Well, we know smp_flags lead to undeterministic builds that lead to
o uncomparable build logs o difficult to trace bugs in the the build output o undeterministic triggering of build system bugs
I had vtk [1] in the queue for a year, and one of the reviewers' demand was to add smp_flags, since "it worked that well". I added this for the sake of getting it reviewed and once the package was reviewed it wouldn't build on Fedora builders. And it was quite non-reproducible on my 4-way system, probably due to different number of make threads, different timings etc. It was also non-reproducable on the Fedora builders - it would fail but at different build stages, so I started to check what BR changed between invocations and the like.

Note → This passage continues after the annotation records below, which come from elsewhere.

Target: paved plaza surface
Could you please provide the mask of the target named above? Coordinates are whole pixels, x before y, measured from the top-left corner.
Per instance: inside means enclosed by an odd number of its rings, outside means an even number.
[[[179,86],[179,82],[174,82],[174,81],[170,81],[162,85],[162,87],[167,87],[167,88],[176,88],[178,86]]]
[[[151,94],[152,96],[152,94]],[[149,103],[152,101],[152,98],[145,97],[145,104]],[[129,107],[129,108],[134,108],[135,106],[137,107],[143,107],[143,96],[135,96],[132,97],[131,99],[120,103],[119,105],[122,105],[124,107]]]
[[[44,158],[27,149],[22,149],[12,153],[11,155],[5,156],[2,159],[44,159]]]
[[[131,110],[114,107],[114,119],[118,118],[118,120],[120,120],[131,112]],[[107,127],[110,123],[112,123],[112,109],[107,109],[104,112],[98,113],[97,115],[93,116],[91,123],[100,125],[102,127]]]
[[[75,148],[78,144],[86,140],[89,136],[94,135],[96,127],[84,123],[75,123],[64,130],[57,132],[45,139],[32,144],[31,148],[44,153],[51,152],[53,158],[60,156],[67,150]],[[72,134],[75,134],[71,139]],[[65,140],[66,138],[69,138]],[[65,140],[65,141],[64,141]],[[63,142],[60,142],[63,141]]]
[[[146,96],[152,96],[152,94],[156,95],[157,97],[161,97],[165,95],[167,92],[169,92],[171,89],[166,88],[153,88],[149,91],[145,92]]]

The benefits of smp_flags is that some very big builds are taking less time. So if say openoffice uses them (I have no idea) it would make no sense to forbid them for these packages. But for most packages that usually build under 15 minutes on a serial invocation the drawbacks are higher than the benefits (like package rebuilds simply breaking for no apparent reason like vtk did).
But as *recommendation* we should switch from endorsing it to questioning it and recommending not to use it.
[1] https://bugzilla.redhat.com/bugzilla/show_bug.cgi?id=199405
On Mon, 2007-07-02 at 22:23 +0200, Axel Thimm wrote:
But as *recommendation* we should switch from endorsing it to questioning it and recommending not to use it.
I disagree. Well written code almost never has problems with smp flags.
In the uncommon case (aka, corner cases) where a piece of code doesn't build properly or predictably with smp_mflags, it can be removed, but a comment needs to be added.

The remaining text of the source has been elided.